And then we get to Starcraft 2…
In Starcraft 2, we’re no longer constrained by the graphical and budgetary limitations of 1998. Blizzard has heaps of riches, tons of skill, and lots of processor power to throw at the problem. If they want their story to look like a movie, it can. It does.
Link (YouTube) |
Continuing the practice of telling the story with talking heads is no longer viable. Okay, for a lot of us that would have been just fine, but we all know that some people would say it looked “cheap”. Over the past fifteen years Blizzard has perfected the art of making gripping, epic cutscenes. Their efforts now exceed even Square Enix, the previous masters of lavishly over-produced spectacle and fan service. It was inevitable that they would want to bring that talent to bear when it came to telling their story. We could imagine a hypothetical timeline where the suits, the designers, the producers, the artists and the writers all signed off on the notion that they didn’t need eye-grabbing, YouTube-friendly, viral-ready shorts to tell their story. But only if we imagine really, really hard.

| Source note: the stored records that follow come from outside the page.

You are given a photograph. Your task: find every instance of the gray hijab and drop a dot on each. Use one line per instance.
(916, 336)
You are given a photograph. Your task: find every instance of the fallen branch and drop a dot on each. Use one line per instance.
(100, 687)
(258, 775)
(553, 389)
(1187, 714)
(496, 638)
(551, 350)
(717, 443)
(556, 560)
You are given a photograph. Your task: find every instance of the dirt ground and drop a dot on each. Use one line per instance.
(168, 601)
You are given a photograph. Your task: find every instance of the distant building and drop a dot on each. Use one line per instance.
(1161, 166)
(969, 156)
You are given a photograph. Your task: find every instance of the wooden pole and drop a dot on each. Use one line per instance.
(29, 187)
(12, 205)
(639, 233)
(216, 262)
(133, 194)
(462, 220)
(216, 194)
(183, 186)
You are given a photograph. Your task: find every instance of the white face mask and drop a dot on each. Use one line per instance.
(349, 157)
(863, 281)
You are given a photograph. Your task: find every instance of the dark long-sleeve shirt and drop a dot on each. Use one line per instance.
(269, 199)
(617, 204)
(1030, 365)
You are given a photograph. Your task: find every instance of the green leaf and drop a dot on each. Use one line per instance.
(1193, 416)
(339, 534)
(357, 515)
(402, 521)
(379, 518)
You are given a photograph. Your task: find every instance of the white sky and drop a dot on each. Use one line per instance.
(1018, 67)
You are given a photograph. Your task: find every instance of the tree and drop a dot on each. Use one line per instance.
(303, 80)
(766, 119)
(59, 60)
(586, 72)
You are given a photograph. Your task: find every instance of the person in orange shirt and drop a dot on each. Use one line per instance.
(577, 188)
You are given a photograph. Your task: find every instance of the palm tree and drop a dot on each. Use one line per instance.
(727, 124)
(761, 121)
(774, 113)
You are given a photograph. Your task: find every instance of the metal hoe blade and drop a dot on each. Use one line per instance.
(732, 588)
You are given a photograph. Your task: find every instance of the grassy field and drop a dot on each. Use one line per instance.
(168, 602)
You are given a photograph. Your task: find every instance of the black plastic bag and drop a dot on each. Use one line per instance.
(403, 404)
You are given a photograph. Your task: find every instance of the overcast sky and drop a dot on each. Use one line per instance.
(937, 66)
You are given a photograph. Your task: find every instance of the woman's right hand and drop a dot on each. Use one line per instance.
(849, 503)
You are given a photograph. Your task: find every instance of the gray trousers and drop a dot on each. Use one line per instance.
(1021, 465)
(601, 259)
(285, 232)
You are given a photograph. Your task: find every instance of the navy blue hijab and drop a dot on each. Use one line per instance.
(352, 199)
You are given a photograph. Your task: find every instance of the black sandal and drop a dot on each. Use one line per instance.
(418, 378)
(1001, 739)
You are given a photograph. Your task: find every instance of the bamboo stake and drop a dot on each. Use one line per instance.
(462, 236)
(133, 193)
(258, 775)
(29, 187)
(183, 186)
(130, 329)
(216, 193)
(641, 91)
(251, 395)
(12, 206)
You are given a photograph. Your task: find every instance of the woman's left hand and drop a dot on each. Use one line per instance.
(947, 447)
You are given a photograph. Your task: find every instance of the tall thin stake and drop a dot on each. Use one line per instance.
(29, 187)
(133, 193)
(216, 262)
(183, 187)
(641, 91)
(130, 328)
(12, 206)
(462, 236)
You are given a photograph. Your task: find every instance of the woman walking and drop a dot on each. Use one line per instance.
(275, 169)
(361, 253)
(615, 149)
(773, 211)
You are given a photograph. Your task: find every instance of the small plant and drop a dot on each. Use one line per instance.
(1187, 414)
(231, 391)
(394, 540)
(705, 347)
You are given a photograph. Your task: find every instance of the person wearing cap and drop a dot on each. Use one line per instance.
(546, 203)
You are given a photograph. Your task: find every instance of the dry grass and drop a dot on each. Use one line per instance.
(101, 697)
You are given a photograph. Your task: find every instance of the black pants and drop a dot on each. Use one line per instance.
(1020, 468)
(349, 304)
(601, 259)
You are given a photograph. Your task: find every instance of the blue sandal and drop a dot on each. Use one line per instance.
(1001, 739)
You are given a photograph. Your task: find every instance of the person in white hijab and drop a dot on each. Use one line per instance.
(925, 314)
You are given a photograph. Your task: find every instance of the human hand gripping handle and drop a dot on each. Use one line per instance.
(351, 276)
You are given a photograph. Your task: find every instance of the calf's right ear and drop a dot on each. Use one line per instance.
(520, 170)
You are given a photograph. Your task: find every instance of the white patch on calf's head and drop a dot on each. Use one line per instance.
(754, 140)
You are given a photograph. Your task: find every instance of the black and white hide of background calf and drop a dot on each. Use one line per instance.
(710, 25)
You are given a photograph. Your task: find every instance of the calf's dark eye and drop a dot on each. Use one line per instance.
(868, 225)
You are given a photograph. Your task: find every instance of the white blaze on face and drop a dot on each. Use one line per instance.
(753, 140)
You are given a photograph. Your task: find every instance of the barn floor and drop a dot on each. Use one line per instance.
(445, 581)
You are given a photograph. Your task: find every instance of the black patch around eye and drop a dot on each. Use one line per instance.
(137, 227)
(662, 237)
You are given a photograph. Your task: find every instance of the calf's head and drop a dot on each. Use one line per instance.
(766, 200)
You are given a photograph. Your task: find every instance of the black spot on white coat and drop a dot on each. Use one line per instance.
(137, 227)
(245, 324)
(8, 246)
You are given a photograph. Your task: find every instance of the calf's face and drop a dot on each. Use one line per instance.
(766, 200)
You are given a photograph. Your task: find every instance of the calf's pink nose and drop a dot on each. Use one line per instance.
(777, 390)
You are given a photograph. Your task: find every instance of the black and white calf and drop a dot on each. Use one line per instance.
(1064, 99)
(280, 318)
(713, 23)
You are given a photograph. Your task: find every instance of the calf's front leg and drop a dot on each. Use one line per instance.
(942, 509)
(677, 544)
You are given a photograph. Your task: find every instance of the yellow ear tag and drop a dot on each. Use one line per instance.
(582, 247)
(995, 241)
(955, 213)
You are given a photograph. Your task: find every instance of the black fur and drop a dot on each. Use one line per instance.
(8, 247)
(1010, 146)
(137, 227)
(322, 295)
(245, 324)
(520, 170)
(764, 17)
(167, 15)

So they changed the format of the story from conference call to a series of animated shorts. I’ll admit it looks great, but the transition has done odd things to the tone.
Check out this scene:
Link (YouTube) |
That’s a cutscene from Starcraft 2. It’s a flashback to a moment from Starcraft 1. In the original game, the same dialog played out in raido messages while you were managing your units. Now it’s a movie. When I saw the newer, sexier version of this scene my first thought was, “Wait. Why did he leave her behind again? Wouldn’t it be super-useful to have a badass Ghost like Kerrigan on our side? What possible benefit could there be to ditching her?” Suddenly the story is a movie and now I’m expecting movie-type things like proper character motivations.
In the first game, Mengsk busts Raynor out of prison. No explanation, nothing. He just does. Duke changes sides and all his nebulous forces come with him, no questions asked. And all of this is fine because at this removed distance we don’t expect to see much detail. We just need the characters to be iconic and vibrant.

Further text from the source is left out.